Font attributes are cascaded down the view hierarchy but only instances
of <text>
have access to their font attributes at runtime. Text views will have the
font
, fontsize
, and fontstyle
attributes.
You can look up the actual LzFont that is represented by a given
font
and fontstyle
via the LzFontManager.
If you need to know the font attribute associated with a view that is not a text instance, the simplest way is to get the
font attributes from a sibling view. If no such view exists, you can create an invisible text view.
SWF only: The features described in this section only work in applications compiled to SWF. They do not work in applications compiled to other runtimes.

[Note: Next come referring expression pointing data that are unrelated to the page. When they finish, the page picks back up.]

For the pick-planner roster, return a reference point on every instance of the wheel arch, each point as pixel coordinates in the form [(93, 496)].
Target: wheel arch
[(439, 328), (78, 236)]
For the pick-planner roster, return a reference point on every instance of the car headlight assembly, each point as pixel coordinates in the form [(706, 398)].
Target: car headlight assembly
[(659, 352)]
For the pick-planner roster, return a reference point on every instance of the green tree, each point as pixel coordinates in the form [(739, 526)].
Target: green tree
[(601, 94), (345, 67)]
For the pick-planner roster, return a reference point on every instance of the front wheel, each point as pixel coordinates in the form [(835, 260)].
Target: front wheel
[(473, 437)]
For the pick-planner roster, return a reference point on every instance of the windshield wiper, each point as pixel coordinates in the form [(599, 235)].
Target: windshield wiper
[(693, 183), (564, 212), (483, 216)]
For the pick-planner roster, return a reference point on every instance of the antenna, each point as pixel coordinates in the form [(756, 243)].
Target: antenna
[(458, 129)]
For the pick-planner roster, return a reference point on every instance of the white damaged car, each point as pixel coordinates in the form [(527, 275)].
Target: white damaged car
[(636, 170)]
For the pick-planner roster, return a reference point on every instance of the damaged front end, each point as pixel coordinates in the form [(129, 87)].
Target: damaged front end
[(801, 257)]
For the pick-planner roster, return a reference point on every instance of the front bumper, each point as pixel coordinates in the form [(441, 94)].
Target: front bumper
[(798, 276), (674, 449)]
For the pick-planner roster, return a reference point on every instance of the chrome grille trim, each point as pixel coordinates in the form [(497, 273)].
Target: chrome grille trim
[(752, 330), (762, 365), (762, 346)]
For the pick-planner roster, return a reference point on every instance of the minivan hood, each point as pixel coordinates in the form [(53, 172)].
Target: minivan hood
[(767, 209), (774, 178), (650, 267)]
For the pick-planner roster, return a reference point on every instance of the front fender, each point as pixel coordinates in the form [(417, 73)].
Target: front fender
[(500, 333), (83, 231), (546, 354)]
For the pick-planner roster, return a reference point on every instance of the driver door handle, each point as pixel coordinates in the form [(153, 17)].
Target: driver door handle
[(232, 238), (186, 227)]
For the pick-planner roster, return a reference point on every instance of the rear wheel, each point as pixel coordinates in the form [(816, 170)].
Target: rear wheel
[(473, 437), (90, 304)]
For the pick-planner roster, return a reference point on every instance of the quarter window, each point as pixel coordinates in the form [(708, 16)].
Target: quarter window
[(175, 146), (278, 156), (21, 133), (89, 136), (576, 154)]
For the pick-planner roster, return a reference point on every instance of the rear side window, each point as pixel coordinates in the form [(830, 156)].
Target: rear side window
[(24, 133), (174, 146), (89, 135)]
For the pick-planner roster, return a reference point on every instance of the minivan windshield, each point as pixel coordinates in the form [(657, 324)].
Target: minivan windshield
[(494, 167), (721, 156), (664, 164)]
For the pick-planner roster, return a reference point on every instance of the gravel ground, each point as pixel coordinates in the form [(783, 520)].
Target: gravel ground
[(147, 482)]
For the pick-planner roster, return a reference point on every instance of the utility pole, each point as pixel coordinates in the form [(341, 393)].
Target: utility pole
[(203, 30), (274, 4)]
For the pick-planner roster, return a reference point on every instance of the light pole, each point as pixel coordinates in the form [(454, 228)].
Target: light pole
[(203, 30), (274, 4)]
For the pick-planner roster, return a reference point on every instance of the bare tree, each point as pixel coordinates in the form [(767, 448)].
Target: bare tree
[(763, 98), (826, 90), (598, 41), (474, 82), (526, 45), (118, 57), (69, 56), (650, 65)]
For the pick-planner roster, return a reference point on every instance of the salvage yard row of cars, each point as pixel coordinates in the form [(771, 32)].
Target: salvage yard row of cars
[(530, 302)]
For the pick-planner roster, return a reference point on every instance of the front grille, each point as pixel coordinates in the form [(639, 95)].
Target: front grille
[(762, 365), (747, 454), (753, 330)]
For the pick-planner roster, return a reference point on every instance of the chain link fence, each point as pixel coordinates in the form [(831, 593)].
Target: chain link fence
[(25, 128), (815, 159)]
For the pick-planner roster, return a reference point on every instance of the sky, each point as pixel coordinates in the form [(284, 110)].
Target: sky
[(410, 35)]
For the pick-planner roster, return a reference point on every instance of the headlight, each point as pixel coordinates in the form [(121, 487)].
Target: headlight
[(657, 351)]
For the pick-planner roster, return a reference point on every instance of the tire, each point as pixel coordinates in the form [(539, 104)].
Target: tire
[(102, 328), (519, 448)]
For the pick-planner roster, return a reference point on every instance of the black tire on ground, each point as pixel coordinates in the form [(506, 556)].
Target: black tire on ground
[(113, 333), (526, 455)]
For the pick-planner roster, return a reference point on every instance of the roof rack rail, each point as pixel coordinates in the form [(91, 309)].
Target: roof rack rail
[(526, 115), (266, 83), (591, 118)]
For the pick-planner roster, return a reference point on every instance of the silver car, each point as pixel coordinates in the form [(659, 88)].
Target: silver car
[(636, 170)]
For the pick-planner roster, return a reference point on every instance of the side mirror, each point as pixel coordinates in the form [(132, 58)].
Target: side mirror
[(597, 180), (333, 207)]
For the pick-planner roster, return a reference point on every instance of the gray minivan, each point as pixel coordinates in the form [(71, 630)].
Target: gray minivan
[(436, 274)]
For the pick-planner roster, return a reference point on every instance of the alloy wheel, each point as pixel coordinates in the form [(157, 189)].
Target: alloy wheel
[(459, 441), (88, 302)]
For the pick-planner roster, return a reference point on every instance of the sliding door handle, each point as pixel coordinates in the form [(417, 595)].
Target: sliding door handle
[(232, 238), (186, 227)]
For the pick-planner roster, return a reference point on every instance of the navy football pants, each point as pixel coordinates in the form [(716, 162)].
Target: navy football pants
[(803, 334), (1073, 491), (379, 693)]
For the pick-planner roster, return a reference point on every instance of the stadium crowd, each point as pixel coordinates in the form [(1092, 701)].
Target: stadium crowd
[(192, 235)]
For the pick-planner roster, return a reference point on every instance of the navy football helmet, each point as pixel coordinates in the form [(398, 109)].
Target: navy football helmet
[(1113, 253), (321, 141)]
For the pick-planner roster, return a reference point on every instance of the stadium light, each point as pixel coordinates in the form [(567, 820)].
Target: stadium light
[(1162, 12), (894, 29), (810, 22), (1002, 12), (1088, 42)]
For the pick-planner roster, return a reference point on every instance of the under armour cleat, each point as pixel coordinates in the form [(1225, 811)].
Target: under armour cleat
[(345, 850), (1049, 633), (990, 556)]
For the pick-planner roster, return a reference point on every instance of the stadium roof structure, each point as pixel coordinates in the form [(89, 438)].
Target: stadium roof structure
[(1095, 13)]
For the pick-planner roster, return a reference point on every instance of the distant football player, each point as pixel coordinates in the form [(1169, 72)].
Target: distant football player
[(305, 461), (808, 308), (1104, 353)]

Embedded fonts (in applications compiled to SWF) increase the size the size of the application.
When deciding what embedded fonts to use, you may need to take into account how fonts affect the size, hence download time, of your application. Here are some heuristics to help you with file size/download calculus. -
The larger the font, the larger the application. The size
of the font can be estimated by looking at the file size of the .ttf
file.
Fonts with more complicated shape outlines will be larger.
Fonts with more character codes in them will be larger. One size optimization technique is to use a version of the font file that has only the characters in it that your application uses.